Je veux donc que l'on puisse voir comment naît un style, comme il se fait laborieusement car je ne crois pas au génie, j'ai trop vécu pour ça. Je ne prétends pas en être un moi-même, mais si je continue cette activité, je sais qu'un jour mon verbe tendra toujours plus vers la symbiose facile avec ma noèse, avec ma sensibilité, et que certains finiront par goûter ce spectacle. Je crois que ce que tout spectateur apprécie chez l'artiste qui se produit devant eux, c'est cette persistance qu'ils n'ont pas le goût d'avoir pour une activité particulière qu'ils apprécient d'autant plus qu'ils ne parviennent pas (ou ne veulent tout simplement pas) à entrevoir le chemin qui mène à ce résultat, et qu'ils l'observent par conséquent comme un sommet absolu et inaccessible, que seul un génie, c'est à dire un magicien, peut atteindre. Mais la magie n'est jamais que l'ignorance du moyen de parvenir d'un point A à un point B, le génie est un concept fondé sur l'ignorance et le désir de rester émerveillé par un processus de causalité dont on préfère ignorer les étapes, pour demeurer l'enfant bouche bée (et cela est bien compréhensible).

Mon style est né de la répétition. Ceci étant dit, je pratique cette musique en jazzman, en improvisateur. Je ne suis pas un compositeur qui patiemment bâtit des structures mélodiques par un travail méthodique. Je ne réécris pas mes textes, tout juste changé-je un mot par ci par là, ajusté-je la ponctuation parce que, pendant l'acte d'écrire, ces éléments étrangers de la technique passent parfois à la trappe. Mais au final l'âme lectrice fera toujours violence au texte, elle le doit, c'est une interprétation, c'est pourquoi je ne passe aussi que très peu de temps sur la relecture de ma ponctuation. Ce que je vise, c'est l'expression directe et sans intermédiaire de mon sentiment et de ma pensée. Tous les textes qui ont été le fruit d'un travail patient me sont indigestes. Je n'ai aimé que ceux qui sont sortis d'un jet, d'un mouvement libre et aisé, comme une calligraphie de l'âme. C'est bel et bien le sport qui se pratique en ce blog, la calligraphie de l'âme par les mots et leur musicalité. Car les mots appartiennent à la musique, ils sont sa forme la moins brut, certes, peut-être la moins pure aussi, mais ils sont définitivement de son sang. En tant que musicien patenté - à vrai dire je peux expliquer toutes vies et toutes choses par la musique -, les mots sont l'instrument avec lequel je suis le plus familier.

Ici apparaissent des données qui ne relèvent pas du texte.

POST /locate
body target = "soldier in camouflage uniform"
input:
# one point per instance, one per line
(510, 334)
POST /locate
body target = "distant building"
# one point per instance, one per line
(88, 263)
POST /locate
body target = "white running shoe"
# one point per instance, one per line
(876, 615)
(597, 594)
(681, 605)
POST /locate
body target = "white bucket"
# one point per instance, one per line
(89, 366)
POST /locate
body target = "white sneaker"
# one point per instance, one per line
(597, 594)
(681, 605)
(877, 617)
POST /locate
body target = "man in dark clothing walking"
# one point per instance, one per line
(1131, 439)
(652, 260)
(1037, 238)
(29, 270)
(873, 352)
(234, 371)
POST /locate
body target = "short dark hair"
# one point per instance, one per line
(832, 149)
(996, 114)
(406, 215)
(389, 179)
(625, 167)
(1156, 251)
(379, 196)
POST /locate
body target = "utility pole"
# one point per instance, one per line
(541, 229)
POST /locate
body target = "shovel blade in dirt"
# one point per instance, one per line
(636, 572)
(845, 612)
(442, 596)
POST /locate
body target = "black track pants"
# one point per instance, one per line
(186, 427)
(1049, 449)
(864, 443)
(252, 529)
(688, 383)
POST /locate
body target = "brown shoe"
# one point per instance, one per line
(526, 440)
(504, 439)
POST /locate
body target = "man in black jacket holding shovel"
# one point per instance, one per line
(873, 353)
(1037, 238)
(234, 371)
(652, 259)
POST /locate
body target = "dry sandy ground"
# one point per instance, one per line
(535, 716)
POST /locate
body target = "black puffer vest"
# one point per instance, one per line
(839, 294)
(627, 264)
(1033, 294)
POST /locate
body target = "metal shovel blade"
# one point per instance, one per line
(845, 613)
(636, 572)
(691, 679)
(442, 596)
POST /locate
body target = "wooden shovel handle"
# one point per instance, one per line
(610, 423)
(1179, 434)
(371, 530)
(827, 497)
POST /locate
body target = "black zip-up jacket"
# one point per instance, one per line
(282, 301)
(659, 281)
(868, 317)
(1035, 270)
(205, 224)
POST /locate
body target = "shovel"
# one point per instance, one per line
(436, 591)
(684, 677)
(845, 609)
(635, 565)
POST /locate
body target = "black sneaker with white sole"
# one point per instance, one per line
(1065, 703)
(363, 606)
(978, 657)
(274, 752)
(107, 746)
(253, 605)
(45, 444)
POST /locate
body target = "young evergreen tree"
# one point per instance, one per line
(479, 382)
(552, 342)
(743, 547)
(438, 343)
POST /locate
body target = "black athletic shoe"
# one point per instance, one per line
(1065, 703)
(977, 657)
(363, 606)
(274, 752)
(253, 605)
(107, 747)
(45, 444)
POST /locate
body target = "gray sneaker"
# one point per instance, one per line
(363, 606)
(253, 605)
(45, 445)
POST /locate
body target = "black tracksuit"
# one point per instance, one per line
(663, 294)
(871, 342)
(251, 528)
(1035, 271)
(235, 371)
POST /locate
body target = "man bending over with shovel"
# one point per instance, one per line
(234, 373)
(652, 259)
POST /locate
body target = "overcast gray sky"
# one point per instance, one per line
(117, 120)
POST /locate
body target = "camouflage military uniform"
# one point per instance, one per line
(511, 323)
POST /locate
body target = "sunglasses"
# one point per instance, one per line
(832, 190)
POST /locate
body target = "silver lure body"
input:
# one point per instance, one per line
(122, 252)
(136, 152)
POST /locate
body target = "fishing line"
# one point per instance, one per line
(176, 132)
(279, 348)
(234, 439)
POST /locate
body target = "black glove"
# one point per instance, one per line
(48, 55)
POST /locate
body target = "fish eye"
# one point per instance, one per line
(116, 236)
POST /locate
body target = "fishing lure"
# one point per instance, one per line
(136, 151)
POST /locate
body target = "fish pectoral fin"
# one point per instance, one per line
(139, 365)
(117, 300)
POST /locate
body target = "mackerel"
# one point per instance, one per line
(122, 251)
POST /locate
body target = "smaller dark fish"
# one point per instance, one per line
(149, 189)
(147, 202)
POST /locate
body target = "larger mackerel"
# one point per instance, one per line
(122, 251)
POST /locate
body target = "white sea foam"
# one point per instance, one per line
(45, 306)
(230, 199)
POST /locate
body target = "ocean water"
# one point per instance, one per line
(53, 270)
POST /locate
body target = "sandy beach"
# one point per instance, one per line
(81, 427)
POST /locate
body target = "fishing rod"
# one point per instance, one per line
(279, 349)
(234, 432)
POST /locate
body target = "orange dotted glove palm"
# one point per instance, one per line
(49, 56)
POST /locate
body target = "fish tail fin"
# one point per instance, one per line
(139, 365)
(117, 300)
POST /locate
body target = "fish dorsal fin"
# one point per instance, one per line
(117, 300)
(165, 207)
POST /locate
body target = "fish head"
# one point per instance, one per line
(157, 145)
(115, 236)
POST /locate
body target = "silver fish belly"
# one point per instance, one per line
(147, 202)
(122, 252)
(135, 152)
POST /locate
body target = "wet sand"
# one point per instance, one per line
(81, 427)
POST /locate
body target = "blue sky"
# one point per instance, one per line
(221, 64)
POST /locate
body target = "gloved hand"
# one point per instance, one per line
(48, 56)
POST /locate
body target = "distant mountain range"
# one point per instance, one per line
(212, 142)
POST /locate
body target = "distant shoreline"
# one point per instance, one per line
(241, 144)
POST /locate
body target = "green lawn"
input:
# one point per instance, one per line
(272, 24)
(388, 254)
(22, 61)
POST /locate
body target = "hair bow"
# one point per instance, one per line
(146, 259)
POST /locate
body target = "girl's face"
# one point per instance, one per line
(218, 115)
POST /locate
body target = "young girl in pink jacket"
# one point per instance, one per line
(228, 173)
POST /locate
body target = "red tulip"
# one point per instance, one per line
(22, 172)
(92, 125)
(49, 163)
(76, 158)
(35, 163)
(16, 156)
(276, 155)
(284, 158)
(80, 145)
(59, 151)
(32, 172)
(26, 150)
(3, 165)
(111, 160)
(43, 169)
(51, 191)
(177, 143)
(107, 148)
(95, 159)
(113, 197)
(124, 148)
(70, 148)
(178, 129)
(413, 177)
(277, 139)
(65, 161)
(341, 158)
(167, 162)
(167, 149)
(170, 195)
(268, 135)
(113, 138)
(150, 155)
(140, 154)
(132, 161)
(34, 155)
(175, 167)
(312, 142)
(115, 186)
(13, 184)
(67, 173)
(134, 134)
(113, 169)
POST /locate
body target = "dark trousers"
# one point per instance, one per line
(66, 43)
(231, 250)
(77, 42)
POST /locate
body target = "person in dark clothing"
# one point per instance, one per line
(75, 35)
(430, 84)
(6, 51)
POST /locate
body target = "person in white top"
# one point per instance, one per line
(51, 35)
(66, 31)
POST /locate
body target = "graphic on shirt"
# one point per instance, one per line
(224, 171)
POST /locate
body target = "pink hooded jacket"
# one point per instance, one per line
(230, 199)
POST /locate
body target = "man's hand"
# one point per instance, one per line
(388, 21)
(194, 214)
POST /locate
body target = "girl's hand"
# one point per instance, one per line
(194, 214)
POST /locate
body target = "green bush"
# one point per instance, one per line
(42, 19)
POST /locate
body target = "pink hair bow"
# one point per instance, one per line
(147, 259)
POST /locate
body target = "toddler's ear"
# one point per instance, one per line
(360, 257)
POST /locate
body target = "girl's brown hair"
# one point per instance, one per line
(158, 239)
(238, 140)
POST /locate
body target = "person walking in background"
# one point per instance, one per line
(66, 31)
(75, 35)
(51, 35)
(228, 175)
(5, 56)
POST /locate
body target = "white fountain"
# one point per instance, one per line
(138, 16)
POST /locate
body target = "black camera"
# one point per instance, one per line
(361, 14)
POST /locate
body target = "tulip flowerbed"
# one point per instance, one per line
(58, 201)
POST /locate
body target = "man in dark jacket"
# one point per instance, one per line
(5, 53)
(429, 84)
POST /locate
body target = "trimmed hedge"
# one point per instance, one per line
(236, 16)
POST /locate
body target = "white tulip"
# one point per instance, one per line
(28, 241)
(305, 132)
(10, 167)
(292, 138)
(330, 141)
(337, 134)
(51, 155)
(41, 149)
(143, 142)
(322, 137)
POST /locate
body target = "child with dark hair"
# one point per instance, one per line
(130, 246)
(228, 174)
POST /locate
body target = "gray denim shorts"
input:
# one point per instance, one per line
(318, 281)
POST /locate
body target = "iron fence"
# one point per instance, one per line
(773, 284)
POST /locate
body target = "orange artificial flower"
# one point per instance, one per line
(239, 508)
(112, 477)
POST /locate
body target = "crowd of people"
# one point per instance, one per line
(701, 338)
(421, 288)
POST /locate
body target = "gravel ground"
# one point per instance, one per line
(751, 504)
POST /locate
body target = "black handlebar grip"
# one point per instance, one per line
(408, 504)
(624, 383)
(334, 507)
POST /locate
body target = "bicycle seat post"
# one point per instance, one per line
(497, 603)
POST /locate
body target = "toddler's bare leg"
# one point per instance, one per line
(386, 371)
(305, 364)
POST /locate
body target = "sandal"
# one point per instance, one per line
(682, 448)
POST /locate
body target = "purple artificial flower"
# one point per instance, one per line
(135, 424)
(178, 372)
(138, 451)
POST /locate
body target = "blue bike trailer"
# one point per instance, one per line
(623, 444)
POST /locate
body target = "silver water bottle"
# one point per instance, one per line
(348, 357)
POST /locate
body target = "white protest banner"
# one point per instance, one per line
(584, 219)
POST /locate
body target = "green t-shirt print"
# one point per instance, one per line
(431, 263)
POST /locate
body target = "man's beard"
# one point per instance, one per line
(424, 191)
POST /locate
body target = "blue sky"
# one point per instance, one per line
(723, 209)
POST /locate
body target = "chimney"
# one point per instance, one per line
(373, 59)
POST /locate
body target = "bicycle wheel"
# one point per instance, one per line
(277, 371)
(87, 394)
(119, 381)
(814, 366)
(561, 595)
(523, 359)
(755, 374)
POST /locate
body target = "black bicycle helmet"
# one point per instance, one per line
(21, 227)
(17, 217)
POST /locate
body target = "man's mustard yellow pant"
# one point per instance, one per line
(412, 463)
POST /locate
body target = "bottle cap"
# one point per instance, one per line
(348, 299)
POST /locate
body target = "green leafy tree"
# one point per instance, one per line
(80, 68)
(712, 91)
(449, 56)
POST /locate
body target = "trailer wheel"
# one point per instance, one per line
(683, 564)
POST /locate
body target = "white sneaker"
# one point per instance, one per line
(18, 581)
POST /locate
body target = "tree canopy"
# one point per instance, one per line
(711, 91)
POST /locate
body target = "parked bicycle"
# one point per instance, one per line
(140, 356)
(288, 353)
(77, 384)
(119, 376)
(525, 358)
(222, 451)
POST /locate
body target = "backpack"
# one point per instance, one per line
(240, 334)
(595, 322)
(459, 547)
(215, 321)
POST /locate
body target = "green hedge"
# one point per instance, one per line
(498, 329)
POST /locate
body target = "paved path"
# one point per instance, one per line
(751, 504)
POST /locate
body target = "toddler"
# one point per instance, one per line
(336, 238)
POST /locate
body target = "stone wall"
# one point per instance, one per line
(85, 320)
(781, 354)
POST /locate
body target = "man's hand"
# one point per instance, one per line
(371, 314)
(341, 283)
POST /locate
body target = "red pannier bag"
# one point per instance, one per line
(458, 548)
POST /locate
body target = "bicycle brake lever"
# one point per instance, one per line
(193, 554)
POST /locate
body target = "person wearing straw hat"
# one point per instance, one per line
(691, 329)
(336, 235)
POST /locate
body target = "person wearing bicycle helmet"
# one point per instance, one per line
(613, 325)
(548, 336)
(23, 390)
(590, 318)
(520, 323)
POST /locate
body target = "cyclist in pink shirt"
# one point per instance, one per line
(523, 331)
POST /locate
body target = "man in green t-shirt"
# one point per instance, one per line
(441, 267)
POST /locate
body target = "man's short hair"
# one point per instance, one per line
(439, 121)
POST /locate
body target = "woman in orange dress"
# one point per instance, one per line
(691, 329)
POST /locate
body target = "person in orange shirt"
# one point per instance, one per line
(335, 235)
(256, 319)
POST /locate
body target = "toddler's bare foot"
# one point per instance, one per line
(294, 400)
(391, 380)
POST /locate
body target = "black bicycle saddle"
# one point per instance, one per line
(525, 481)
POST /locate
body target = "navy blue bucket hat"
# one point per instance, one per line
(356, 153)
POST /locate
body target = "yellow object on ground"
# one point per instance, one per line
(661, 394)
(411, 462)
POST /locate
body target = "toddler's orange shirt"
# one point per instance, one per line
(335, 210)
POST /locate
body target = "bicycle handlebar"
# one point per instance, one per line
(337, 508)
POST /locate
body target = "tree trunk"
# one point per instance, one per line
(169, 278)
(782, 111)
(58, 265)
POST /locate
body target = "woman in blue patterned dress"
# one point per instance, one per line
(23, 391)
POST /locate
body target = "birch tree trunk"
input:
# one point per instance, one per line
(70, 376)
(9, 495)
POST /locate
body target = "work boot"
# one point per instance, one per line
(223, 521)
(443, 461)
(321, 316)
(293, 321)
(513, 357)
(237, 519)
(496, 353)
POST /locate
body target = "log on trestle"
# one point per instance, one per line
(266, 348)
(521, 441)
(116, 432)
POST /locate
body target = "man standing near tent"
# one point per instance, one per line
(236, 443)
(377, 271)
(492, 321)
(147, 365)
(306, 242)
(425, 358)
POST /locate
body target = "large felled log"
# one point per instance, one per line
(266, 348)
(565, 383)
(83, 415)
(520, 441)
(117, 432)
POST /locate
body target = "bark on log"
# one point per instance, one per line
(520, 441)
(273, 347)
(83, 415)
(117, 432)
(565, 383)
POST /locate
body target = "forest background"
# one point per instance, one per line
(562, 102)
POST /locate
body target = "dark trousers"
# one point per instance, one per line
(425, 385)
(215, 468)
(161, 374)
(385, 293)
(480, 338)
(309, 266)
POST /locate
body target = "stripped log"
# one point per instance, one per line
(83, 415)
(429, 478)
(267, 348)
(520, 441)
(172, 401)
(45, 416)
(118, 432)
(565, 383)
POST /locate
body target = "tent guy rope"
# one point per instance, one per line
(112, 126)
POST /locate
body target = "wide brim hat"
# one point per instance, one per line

Bien que je garde quelques brouillons dans mes tiroirs virtuels, j'expose ici sans fard, quasiment toutes mes séances d'entrainement, je veux parler de celles, bien sûr, où j'empoigne mon instrument pour en tirer la musique de mon âme. Je ne peux partager les autres moments, qui constituent pourtant une part essentielle de mon temps, où je joue sans pouvoir écrire, où donc je pratique mon instrument par la pensée, par le regard et par les sens.

Voilà pourquoi je n'effacerai rien ici, bien que beaucoup de choses heurtent ma sensibilité... Je laisse mon témoignage pour que les gens, s'ils veulent croire au génie, le fassent en toute conscience, sans avoir cette foi aveugle qui s'érige en ennemi du temps et des métamorphoses, c'est à dire en ennemi du mouvement et de la relation.